許一芯隻覺得眼前一片白光,等緩過來時,她發現她來到了一個似曾相識的洞府。
這裡的一切她都沒看過,但卻意外的感覺熟悉,她有種感覺這就是她忘記的記住。
她感覺到洞府外麵結界的波動,似乎在自我打開。
她站起來,走到石門再,然後伸手輕輕按了按左牆壁上的一個凸起圓點,隻聽的哢嚓一聲,石門慢慢往右移動。
門外,一個長得風光雯月的男人,身穿白袍玉樹臨風的站在那裡:“恭喜師妹結成金丹。”
“謝謝師兄來接我出關。”許一芯聽見自己說。
“你是我師妹,出關這麼大的事,我怎能不來。”白衣師兄上前牽過她的手。
許一芯感覺到自己的臉微微發燙,她想她應該很喜歡這個師兄,隻是牽一個手,她的心跳快的都能湧出了喉嚨。
“師妹,我有一件事情想跟你說。”步行了一段路後,師兄放開了對方的手。
“嗯,師兄你說。”許一芯聲音嗡嗡,低著腦袋來掩飾她的臉紅,她心中喜悅,有種即將願望成真的幸福感。
“師妹,我喜歡上了一個人。”白衣師兄飽含情深的開口。
“嗯。”師妹垂著頭,彎彎的嘴角有著抑製不住的甜蜜。
“她是個很好的姑娘,她善良,她純真,她是我遇見過最堅強同時又柔弱的女孩子,第一眼我就知道此生我再不愛其他人。”白衣師兄忽然雙手拉住師妹的手,緊緊的,然後帶著期盼的說:“師妹,你會幫我的是嗎?”

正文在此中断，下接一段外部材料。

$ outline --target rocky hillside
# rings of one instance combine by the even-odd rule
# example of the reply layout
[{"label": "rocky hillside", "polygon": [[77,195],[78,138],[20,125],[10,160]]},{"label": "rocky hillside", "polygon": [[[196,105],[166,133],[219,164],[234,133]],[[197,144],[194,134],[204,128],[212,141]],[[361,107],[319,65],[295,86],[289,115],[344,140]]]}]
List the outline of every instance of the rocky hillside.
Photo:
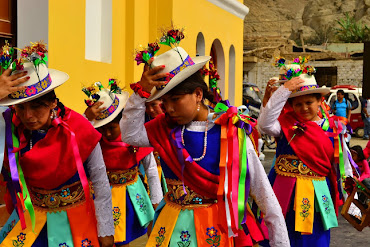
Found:
[{"label": "rocky hillside", "polygon": [[[320,44],[335,41],[333,27],[345,13],[370,27],[370,0],[244,0],[245,49],[274,45],[281,40]],[[263,39],[263,40],[261,40]]]}]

血色立刻從師妹的臉上褪去,她愣愣地抬起頭,一雙美目不敢置信的瞪著眼前的男子。
她張了張口,想開口說出些什麼,卻仿佛被人遏製住了喉嚨,一個字都沒法說出來。
那種無助,那種茫然,還有心口上那種撕心裂地痛,排山倒海的向她襲來。
為什麼,為什麼?
她想拚命大喊,她想大聲質問,可最終她選擇慢慢抽離自己的手,靜靜地看著還一副期盼望著自己的男子。
這個男人是多麼的殘忍啊,他從頭到尾沒有考慮過她的心情。
她轉頭看了看那個已經重新關上的山門,還記得當年她閉關時,他對她說等她出來他就請師父做主,讓他替他們主持婚禮。
所以……現在她出關了,卻成了她要成全他。
許一芯感覺自己分裂成了兩個人,一個師妹一個許一芯,做為師妹的她痛不欲身,做為許一芯的她一臉麻木。

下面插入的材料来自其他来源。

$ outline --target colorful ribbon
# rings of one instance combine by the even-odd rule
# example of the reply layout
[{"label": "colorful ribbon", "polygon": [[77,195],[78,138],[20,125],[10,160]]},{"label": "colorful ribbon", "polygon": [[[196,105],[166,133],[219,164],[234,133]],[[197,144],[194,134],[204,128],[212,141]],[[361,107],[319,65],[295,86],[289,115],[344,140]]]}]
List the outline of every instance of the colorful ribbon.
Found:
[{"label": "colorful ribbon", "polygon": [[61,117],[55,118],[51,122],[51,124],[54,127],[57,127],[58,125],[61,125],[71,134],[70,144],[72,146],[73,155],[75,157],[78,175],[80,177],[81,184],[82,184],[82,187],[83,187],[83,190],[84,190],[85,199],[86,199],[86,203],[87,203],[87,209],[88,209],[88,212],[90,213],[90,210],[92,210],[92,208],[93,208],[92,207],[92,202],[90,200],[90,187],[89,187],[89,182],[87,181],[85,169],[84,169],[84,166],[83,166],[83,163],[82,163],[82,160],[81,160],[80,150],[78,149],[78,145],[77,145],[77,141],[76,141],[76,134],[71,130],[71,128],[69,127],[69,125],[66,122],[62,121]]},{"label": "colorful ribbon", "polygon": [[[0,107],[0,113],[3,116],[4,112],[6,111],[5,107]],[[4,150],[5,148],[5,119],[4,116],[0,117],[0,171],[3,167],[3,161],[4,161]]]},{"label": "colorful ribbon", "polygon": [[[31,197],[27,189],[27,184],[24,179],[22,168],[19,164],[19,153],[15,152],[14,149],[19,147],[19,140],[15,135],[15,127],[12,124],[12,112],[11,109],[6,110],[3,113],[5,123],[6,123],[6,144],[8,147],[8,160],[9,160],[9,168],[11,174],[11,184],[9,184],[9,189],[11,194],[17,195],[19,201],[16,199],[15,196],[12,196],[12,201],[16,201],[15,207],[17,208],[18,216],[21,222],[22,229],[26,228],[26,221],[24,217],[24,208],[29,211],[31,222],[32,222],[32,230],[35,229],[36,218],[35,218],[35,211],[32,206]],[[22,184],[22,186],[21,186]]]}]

許一芯感覺自己像個神經病,一麵局外人一般的看著事態的發展,一麵深陷其中歇斯底裡。
最後師妹強求了這份感情,把那個又堅強又柔弱的女子給趕出了門派。
此後的年歲仿佛成了水深火熱的地獄,師妹因心境修為一直不得精進,師兄反而把婚後的日子當成了磨礪,在修行路上越走越遠。
直至每個人都為那個玉樹臨風的師兄惋惜,惋惜這般驚豔絕倫的人,有那樣潑婦般的一個道侶。
直至每個人都忿忿不平,替師兄痛失所愛而感到不值。
當每一個人都在指責師妹不近人情時,當每一個都在勸說師妹放手時。卻沒有一個人想到,當初是師兄先開口追求,也是師兄先開口許諾。
然她用了心,他卻變了愛,她為自己的不甘爭取一個結果,她又有何錯。
當他們在指責她是師兄修行路上的礙腳時,他們又何曾想過她沒經曆這些事情前,還是當年那些人裡最早結出金丹的修士。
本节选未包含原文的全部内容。